Roots
In Search of their Roots – Ms Sulochana Kalro
Adopted children by being adopted, have a biological background – which holds their identity, and “Roots” is the journey in search of that identity, to find the missing link of their lives before being adopted.
It is an important journey for both – the adoptees as well as the adoptive parents for the sole reason that it is the adopted child’s need & right to know where he/she came from. Who were their birth parents and what were the reasons for them to be in Bal Anand? This issue is more pronounced in foreign adoption than in Indian adoption. To find out, they make the long journey to India and to the children’s home from where they were adopted.In my experience, there has been a vast variety of reasons to make this journey – ranging from simple reasons like a visit to their birth country, to see the children’s home from where adopted, to find out who took care of them – to thank them for giving them a future with their adoptive parents to know about their birth mother, or who gave them their name, etc. to the more extreme reasons like being besieged with feelings of insecurity over why they were abandoned or relinquished despite being happy with their adoptive families. The adoptees and even their adoptive parents wish to know how to help their children. It is also their right to know. Yet how much do we tell? In our concern for the adoptee’s quest, we cannot forget the young girl who had given up her child in secrecy and who does not want to be contacted again. If we tell, it amounts to a breach of trust. In such a scenario, we have to respect the trust vested in us by the birth mother just as we respect the child’s right to know.
It is at this point in the search that the adoption agency in the absence of the birth mother plays a key role in helping the adoptees generally adolescents or young adults to find answers. From the documents maintained, we give all the information except identifying information of name & address. If handled with understanding and sensitivity, they accept and are content to see how the children are cared for, to know that their names figure in our records and that they were not abandoned. They were given up for a better future by way of adoption. Seeing the children, and being with them takes care of many of their questions.
The following lines from an adoptee sums up the importance of the visit to the children’s home “ I am happy that I have seen with my own eyes what life is like in Bal Anand. I can now feel good about the first months of my life when I was living in Bal Anand myself.”

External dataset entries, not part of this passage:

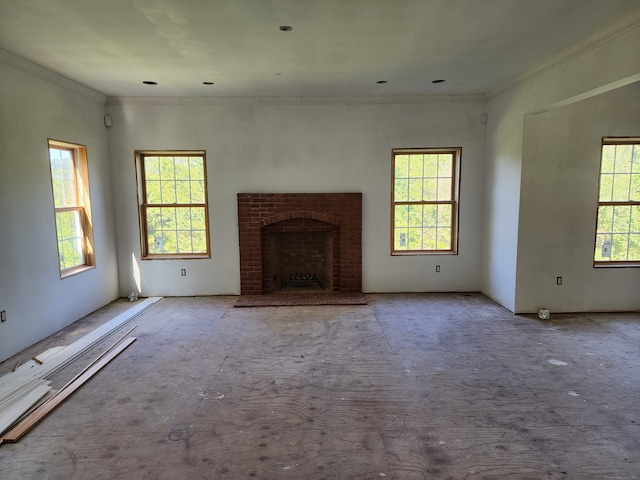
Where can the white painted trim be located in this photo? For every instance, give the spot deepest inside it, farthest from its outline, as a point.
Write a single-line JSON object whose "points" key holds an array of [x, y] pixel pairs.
{"points": [[39, 71], [17, 387], [390, 100], [621, 27]]}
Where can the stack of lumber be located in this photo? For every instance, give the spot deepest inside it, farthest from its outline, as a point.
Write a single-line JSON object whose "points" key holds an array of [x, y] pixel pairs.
{"points": [[28, 384]]}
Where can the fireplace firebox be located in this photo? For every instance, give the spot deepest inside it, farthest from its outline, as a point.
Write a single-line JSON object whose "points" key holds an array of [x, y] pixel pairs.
{"points": [[299, 242]]}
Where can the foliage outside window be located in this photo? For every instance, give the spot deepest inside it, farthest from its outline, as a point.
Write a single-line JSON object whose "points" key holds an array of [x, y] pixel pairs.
{"points": [[173, 205], [618, 224], [424, 206], [72, 206]]}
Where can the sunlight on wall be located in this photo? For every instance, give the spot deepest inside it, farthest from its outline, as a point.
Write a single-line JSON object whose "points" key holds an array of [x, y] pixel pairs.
{"points": [[136, 272]]}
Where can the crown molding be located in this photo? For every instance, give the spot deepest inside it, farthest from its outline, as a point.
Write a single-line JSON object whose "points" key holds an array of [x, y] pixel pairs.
{"points": [[39, 71], [382, 100], [625, 25]]}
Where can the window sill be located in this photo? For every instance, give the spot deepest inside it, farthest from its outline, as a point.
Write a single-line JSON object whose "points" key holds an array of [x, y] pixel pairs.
{"points": [[204, 256], [616, 265], [424, 252], [71, 272]]}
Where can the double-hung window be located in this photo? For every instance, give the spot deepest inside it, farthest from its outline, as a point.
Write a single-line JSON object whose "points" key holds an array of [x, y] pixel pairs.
{"points": [[424, 204], [172, 193], [618, 225], [72, 206]]}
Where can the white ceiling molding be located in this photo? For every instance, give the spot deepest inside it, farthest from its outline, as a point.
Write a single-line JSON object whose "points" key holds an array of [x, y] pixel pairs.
{"points": [[625, 25], [36, 70], [390, 100]]}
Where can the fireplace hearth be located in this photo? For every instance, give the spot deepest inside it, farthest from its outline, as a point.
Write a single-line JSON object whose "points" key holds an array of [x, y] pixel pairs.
{"points": [[299, 242]]}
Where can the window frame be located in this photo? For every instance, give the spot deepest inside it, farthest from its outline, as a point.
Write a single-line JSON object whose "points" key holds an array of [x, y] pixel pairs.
{"points": [[454, 201], [145, 253], [82, 205], [613, 203]]}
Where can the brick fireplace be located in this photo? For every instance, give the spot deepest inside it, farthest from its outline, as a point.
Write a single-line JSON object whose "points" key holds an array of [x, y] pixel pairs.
{"points": [[300, 242]]}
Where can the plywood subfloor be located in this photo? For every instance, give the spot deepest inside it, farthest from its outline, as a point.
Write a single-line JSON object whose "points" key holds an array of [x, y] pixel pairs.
{"points": [[421, 386]]}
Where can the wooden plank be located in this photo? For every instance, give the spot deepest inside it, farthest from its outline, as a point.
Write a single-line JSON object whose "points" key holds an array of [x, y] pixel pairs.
{"points": [[61, 358], [47, 407], [18, 408], [111, 347]]}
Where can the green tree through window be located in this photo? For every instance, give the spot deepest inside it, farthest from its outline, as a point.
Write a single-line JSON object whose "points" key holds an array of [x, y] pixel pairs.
{"points": [[424, 200], [173, 206], [618, 225], [69, 180]]}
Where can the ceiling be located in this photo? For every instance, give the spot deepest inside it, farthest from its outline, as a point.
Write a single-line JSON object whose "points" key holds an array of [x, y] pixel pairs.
{"points": [[336, 48]]}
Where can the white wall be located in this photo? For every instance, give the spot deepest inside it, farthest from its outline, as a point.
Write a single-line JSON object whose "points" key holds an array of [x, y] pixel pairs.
{"points": [[560, 169], [598, 65], [37, 302], [296, 148]]}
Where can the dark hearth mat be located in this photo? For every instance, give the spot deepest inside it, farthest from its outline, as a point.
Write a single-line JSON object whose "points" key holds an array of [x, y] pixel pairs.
{"points": [[299, 300]]}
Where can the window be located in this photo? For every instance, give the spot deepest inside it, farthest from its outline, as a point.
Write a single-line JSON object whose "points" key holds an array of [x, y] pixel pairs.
{"points": [[618, 225], [72, 206], [424, 204], [173, 206]]}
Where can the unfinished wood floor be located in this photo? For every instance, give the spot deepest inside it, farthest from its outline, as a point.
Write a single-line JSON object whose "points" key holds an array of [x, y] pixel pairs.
{"points": [[421, 386]]}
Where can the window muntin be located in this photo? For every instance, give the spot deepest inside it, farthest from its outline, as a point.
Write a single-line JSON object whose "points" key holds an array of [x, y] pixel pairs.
{"points": [[72, 206], [617, 240], [424, 206], [173, 205]]}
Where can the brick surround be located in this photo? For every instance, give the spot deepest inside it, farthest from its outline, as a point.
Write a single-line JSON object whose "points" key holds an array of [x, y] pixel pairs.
{"points": [[336, 216]]}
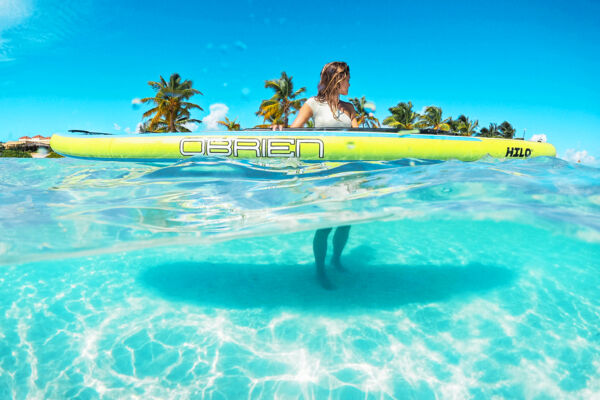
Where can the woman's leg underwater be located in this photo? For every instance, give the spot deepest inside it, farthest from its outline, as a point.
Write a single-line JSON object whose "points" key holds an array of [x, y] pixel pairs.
{"points": [[320, 251], [339, 242]]}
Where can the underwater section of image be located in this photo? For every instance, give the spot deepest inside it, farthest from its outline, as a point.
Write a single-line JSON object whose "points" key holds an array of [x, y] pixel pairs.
{"points": [[197, 280]]}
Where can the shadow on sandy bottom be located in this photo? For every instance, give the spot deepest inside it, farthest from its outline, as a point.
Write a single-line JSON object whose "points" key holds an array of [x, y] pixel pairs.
{"points": [[241, 286]]}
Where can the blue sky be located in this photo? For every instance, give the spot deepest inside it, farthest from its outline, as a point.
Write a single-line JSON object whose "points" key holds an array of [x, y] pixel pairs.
{"points": [[67, 65]]}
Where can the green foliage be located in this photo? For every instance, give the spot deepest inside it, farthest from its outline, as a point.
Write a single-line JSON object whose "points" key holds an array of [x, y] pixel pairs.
{"points": [[171, 112], [432, 118], [283, 103], [15, 153], [506, 129], [364, 118], [403, 117]]}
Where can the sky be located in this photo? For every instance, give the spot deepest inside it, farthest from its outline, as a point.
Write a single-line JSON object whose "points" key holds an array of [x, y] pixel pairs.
{"points": [[82, 65]]}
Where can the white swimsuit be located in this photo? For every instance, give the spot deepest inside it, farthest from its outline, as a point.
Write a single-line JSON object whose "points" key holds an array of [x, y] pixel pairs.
{"points": [[324, 117]]}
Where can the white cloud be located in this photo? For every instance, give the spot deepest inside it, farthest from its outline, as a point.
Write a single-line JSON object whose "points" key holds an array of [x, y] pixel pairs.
{"points": [[191, 126], [218, 111], [579, 156], [538, 138]]}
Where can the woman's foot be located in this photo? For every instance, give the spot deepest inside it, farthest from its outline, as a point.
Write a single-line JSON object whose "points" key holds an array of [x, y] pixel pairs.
{"points": [[338, 265]]}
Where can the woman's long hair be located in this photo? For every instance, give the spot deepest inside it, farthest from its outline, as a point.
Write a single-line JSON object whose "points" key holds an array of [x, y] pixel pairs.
{"points": [[332, 75]]}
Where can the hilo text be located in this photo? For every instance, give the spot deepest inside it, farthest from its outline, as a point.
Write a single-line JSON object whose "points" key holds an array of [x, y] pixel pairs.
{"points": [[517, 152]]}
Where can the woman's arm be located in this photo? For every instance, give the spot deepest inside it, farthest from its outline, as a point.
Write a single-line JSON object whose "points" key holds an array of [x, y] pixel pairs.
{"points": [[352, 111], [303, 115]]}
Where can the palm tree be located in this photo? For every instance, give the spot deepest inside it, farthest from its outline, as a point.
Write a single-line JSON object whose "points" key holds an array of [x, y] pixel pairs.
{"points": [[432, 118], [231, 125], [465, 126], [402, 117], [507, 130], [171, 112], [283, 103], [363, 117], [491, 131]]}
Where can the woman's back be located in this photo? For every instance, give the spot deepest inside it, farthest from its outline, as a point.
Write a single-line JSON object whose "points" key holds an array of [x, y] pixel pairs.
{"points": [[324, 118]]}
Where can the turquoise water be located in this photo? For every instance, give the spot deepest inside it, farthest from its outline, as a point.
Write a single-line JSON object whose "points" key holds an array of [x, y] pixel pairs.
{"points": [[195, 280]]}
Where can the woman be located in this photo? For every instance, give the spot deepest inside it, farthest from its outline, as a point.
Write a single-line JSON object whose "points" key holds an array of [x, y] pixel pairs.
{"points": [[327, 110]]}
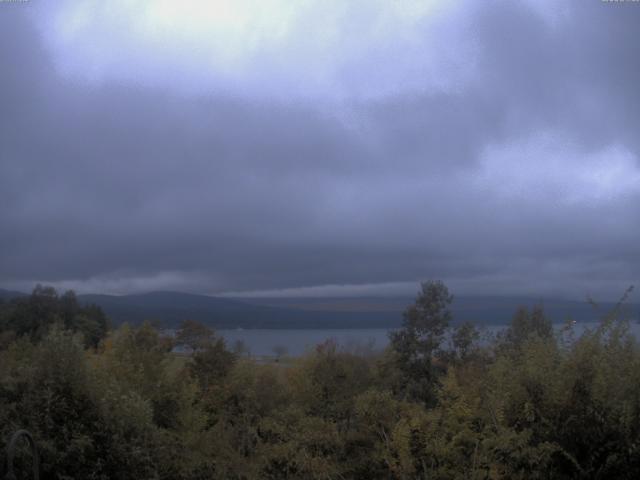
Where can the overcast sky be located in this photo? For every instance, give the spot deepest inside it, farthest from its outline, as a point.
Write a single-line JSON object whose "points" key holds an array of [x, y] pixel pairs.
{"points": [[320, 147]]}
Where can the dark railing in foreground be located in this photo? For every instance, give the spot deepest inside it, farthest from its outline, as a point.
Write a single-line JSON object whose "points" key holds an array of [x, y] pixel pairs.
{"points": [[11, 451]]}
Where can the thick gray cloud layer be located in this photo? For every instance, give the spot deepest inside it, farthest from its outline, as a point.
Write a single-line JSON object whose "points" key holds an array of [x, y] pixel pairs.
{"points": [[517, 171]]}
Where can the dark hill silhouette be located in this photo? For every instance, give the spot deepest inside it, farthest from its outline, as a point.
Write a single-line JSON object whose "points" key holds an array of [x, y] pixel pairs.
{"points": [[169, 308]]}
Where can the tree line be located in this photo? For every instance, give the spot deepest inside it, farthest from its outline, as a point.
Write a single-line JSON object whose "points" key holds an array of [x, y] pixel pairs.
{"points": [[120, 403]]}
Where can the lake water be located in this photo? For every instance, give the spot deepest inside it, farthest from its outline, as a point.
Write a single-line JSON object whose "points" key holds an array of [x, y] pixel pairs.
{"points": [[298, 341]]}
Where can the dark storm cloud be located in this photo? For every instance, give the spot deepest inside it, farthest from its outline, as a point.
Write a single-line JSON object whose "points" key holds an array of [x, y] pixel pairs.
{"points": [[523, 175]]}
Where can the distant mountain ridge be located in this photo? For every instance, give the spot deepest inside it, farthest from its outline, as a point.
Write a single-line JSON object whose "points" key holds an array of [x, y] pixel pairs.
{"points": [[169, 308]]}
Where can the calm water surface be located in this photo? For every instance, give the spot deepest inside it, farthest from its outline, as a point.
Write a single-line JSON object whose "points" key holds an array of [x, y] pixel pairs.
{"points": [[297, 342]]}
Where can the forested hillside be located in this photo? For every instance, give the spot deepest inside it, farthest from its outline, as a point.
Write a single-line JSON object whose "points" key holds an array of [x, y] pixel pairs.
{"points": [[119, 404]]}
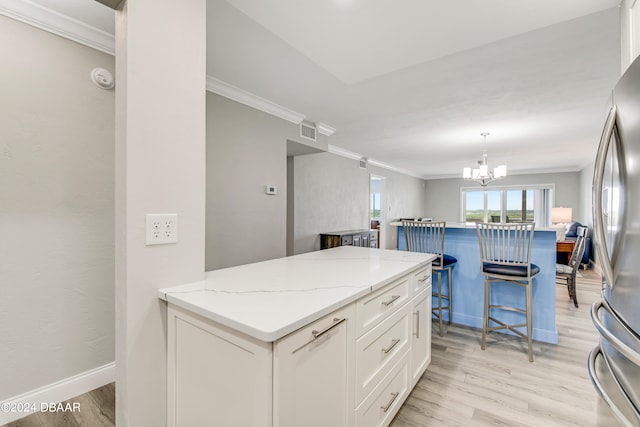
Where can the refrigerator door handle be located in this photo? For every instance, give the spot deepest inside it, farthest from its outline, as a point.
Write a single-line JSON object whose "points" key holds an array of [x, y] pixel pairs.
{"points": [[620, 346], [598, 181], [597, 351]]}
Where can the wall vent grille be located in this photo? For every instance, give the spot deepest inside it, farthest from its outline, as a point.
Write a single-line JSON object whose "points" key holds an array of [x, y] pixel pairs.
{"points": [[307, 131]]}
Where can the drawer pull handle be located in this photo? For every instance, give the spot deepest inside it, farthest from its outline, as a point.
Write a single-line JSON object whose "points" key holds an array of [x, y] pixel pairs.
{"points": [[336, 322], [391, 301], [393, 344], [394, 396]]}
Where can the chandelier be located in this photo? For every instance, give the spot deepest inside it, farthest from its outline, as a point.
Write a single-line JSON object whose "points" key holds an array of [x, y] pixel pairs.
{"points": [[482, 174]]}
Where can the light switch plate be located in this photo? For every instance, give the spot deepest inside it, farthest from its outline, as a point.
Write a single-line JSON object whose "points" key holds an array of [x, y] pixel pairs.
{"points": [[161, 229], [271, 190]]}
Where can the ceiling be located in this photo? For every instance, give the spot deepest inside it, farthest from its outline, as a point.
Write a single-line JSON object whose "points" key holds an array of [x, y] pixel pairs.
{"points": [[412, 84]]}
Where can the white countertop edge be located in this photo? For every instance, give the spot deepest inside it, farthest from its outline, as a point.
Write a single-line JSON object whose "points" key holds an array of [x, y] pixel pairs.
{"points": [[270, 335], [275, 334]]}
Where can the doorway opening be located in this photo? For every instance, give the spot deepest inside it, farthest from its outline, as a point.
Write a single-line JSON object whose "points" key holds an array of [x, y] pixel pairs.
{"points": [[377, 217]]}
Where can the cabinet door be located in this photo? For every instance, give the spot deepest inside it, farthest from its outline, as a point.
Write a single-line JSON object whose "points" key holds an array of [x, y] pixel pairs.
{"points": [[421, 335], [313, 369], [216, 376]]}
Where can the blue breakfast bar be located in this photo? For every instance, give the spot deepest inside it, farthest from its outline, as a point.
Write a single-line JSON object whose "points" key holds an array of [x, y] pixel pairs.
{"points": [[461, 241]]}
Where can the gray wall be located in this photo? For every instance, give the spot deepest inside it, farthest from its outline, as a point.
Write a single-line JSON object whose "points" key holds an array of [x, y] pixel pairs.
{"points": [[586, 205], [443, 195], [56, 210], [331, 193], [246, 150]]}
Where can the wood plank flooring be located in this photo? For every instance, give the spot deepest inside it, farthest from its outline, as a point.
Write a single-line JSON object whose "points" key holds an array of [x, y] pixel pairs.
{"points": [[463, 386], [97, 409]]}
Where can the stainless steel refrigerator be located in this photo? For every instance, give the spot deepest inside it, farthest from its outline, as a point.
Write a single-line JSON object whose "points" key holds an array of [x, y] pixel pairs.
{"points": [[614, 364]]}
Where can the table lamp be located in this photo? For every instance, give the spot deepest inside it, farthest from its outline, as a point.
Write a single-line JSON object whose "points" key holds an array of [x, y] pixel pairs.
{"points": [[560, 217]]}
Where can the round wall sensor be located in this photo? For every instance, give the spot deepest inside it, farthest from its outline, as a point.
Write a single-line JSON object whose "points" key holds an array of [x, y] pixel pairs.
{"points": [[102, 78]]}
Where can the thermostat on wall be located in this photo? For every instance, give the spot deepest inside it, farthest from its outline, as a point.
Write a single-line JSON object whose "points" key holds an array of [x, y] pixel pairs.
{"points": [[271, 189]]}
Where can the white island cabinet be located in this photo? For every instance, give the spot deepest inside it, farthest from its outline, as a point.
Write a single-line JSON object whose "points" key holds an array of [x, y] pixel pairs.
{"points": [[331, 338]]}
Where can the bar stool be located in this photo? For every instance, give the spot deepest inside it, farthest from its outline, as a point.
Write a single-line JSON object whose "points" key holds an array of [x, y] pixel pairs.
{"points": [[566, 274], [422, 236], [505, 256]]}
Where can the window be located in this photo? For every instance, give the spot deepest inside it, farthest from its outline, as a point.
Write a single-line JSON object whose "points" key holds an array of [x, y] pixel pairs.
{"points": [[508, 204]]}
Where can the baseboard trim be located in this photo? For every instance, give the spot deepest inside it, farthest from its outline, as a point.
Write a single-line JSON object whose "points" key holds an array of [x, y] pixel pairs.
{"points": [[58, 391]]}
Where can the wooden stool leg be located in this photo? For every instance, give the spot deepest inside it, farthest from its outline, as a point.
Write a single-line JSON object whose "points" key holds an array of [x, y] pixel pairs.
{"points": [[485, 320], [441, 331], [529, 308], [449, 271]]}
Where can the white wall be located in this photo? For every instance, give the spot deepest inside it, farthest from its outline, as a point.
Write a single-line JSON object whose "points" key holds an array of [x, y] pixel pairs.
{"points": [[331, 193], [443, 195], [160, 168], [56, 210]]}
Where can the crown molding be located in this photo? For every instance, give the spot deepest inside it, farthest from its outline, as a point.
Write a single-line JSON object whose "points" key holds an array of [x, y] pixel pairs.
{"points": [[373, 162], [56, 23], [247, 98], [325, 129]]}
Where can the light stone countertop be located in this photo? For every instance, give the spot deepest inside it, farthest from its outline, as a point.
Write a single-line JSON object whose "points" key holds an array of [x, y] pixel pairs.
{"points": [[470, 225], [270, 299]]}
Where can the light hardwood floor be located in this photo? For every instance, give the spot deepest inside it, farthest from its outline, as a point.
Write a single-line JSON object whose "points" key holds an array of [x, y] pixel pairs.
{"points": [[464, 386], [97, 409]]}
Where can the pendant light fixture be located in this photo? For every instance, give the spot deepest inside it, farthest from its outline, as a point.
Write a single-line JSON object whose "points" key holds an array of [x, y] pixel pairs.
{"points": [[482, 174]]}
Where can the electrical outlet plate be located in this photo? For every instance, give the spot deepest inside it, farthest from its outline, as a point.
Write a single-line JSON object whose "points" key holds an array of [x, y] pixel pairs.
{"points": [[161, 229]]}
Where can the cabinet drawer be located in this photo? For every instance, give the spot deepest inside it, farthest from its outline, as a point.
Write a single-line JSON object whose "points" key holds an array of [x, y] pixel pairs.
{"points": [[421, 280], [374, 308], [381, 348], [383, 403]]}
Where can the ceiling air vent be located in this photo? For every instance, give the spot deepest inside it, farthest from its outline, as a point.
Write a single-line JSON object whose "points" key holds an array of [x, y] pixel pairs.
{"points": [[308, 131]]}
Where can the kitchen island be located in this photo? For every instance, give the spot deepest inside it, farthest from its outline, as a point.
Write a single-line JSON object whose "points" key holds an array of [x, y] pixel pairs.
{"points": [[461, 241], [336, 337]]}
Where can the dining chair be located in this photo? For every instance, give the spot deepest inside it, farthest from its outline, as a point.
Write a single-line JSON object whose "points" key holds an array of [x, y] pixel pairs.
{"points": [[505, 256], [423, 236], [566, 274]]}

Another adoptee has said that “some of my questions remain unanswered for some valid reasons and I have learned to accept. And I have realized acceptance is cathartic. It makes living easier, it makes loving easier.” Many adoptees visit us with their families throughout the year or they come in groups every year, eager to know about their background. Receiving them warmly, listening to them patiently, showing them the home introducing them to any person or incident of the past makes them happy and they move forward in their lives.
Since about five years ago, we have given a Life storybook to every child telling them about their life while in Bal Anand. ‘This helps them greatly’ is our feedback from both adoptive parents and children. It is commendable what the adoptive parents do to support their adopted children in search of their Roots. These are the parents who say –
“Not flesh of my flesh,
Nor bone of my bone,
Yet miraculously my very own,
You did not grow under my heart, But in it”
The story of Adoption which starts for an adoptive child with severance of ties with the birth family, continues with the adoptive parents, and completes with Roots. It comes full circle.